Pastoral Dan Rendah Diri

A.    Pendahuluan
Pastoral Kepada Orang Yang Rendah Diri
Inferiority complex merupakan istilah yang digunakan untuk menyebut konsep diri yang rendah. Orang yang menderita “penyakit” rendah diri bersikap amat negative, tidak menyukai diri sendiri dan pesimis tentang kemungkinan untuk menjadi manusia yang diidamkan.[1] Sikap inferior menjadi penyakit yang cukup serius dikalangan masyarakat, sebab seseorang yang memiliki kepribadian inferior atau sikap minder akan memiliki presentase bergaul, berbaur yang sangat minim dengan lingkungan yang dijumpainya. Sehingga mereka yang bereksistensi dengan sikap ini akan menjadi orang yang sulit dijangkauh dan sulit melakukan interaksi atau merespon hal-hal yang dijumpainya dengan baik. Sikap ini akan menimbulkan perilaku anti sosial, dimana mereka lebih memilih menjauh dari khalayak keramaian, dikarenakan sikap yang selalu merasa diri rendah dibanding orang lain; malu, takut, ragu-ragu dan sejenisnya adalah indikasi dari sikap ini, sehingga terjadi hambatan untuk mengembangkan suatu perilaku.

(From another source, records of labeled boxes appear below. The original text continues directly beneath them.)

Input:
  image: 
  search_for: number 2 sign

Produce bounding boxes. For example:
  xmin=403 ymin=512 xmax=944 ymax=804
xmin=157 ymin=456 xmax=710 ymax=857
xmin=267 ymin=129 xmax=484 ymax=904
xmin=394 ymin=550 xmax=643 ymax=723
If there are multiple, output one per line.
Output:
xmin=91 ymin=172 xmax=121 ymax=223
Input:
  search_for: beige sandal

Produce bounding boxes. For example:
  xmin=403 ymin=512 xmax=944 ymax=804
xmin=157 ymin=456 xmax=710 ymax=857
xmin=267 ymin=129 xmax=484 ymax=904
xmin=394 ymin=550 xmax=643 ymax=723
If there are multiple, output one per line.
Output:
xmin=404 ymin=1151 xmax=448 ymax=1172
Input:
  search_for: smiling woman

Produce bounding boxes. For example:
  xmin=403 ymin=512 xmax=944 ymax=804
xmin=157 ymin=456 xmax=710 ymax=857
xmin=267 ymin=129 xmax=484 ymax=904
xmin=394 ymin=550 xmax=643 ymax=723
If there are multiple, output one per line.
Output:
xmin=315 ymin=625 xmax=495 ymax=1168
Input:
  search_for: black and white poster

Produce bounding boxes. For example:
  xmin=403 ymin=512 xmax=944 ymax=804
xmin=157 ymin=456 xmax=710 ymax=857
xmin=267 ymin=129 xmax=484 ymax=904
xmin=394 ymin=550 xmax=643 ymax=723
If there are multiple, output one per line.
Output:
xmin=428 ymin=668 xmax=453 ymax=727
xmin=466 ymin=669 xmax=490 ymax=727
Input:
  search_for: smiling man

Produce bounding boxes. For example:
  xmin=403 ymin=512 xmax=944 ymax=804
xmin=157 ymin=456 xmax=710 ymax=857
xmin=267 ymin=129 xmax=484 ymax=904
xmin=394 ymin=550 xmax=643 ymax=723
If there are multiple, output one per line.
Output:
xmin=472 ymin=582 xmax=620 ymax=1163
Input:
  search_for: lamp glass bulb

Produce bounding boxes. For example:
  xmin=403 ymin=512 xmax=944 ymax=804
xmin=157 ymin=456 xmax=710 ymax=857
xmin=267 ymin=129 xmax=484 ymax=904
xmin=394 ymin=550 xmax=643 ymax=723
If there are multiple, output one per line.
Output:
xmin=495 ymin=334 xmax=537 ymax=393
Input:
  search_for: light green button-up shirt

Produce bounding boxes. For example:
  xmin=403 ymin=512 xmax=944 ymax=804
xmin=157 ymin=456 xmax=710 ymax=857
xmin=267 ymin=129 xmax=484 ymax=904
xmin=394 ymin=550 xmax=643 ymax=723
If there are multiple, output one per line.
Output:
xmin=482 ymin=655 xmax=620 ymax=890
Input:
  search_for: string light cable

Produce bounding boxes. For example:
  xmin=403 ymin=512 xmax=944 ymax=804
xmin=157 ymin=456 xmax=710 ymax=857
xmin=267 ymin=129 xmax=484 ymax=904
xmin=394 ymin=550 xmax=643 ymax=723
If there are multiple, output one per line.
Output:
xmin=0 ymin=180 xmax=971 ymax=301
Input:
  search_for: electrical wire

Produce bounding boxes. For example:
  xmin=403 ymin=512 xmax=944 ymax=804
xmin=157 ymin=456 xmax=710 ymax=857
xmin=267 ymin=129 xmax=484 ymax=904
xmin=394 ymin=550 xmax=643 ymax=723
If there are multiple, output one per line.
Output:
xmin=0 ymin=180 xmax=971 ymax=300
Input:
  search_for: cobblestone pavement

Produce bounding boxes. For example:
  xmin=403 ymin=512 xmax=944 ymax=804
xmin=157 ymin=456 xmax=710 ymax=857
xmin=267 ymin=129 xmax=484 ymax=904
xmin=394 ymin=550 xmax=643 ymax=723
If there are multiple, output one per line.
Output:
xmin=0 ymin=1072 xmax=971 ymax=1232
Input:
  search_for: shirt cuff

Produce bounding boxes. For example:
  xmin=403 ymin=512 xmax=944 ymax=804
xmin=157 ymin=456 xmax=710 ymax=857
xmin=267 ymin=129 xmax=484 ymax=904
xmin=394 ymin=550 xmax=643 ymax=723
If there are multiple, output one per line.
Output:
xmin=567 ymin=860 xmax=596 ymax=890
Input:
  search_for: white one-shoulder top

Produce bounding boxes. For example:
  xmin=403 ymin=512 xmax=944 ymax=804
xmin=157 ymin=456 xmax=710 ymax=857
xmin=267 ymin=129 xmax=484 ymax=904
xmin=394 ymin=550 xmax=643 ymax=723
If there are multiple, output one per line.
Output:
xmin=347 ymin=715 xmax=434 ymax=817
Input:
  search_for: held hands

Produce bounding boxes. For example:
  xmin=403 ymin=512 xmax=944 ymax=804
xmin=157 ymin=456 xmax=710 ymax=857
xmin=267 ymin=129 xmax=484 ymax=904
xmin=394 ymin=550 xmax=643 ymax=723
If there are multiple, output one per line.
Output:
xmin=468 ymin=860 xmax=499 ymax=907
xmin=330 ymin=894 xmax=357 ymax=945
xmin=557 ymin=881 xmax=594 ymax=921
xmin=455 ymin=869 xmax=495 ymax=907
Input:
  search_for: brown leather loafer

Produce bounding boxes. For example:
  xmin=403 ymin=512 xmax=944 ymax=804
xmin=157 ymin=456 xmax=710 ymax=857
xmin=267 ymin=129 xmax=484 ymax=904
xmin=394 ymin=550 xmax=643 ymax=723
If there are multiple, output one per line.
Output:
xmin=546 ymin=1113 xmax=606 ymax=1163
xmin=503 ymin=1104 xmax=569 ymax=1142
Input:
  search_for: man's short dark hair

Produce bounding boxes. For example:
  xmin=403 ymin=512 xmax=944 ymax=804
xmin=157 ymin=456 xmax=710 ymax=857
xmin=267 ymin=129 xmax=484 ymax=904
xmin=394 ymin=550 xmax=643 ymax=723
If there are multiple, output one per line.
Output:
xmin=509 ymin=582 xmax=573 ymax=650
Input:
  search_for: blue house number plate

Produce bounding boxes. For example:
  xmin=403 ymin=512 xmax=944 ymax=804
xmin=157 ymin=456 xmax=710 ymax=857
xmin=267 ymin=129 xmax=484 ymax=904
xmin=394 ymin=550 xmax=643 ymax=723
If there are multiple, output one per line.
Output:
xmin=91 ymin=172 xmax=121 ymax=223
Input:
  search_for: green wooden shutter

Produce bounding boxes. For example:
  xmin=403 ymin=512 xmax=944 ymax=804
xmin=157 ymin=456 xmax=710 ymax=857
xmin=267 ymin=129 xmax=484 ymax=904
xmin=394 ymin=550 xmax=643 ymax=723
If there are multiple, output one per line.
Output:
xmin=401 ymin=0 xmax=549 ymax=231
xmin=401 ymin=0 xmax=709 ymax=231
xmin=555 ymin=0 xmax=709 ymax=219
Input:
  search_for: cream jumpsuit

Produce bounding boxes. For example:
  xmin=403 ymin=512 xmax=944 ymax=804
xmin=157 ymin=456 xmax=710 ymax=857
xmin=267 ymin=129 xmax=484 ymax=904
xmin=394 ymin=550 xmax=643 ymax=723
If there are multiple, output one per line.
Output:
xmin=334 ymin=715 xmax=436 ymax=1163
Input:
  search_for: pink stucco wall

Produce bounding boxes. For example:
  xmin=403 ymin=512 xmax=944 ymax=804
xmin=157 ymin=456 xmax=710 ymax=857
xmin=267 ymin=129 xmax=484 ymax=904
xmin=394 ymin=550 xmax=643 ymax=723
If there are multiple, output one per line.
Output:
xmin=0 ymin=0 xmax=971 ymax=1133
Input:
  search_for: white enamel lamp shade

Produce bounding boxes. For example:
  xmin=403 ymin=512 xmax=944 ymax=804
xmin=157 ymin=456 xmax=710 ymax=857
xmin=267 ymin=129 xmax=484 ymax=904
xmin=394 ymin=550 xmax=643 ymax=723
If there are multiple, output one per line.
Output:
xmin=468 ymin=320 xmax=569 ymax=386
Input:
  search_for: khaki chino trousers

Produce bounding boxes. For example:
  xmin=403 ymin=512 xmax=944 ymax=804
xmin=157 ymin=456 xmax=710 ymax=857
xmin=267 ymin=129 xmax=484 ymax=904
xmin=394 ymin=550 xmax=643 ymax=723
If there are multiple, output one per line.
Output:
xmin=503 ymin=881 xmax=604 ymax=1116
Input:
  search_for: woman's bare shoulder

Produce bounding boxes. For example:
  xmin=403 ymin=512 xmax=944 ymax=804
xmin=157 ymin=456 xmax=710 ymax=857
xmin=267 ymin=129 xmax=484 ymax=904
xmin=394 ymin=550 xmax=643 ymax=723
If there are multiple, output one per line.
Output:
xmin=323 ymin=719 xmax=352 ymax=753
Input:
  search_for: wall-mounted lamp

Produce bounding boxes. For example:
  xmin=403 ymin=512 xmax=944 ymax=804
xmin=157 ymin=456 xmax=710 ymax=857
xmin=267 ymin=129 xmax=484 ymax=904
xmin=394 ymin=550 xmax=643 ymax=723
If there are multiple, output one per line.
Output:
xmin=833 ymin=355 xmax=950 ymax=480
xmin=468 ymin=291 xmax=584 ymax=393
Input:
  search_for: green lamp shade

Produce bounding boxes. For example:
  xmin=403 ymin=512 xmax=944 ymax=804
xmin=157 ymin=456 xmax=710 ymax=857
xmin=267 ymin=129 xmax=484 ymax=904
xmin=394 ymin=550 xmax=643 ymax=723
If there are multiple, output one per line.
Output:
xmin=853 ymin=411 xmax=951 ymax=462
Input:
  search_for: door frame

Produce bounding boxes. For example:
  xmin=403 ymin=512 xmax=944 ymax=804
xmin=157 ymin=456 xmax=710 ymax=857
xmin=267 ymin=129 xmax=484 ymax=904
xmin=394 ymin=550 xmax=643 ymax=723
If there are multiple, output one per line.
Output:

Salah satu fenomena sikap rendah diri hadir di Kecamatan Masanda, desa Pauan tepatnya di jemaat Eben-Haezer Pauan, ada beberapa anggota jemaat yang bereksistensi dengan perilaku ini, yakni hidup jauh dari khalayak masyarakat gereja. Berdasarkan wawancara yang dilakukan kepada majelis gereja dan pengamatan di lapangan, beberapa anggota jemaat di Pauan secara khusus dalam kehidupan atau aktivitas kegerejaanya tidak menampakkan perilaku yang aktif dalam kehidupan kegerejaan, seperti tidak mengikuti ibadah komunal pada hari Minggu, ibadah rumah tangga dan kegiatan-kegiatan rohani yang diselenggarakan oleh gereja. Hasil wawancara kepada majelis; penyebab dari perilaku ini ialah rasa malu yang berlebihan ini menjadi indicator sikap rendah diri atau minder yang ada dalam dirinya.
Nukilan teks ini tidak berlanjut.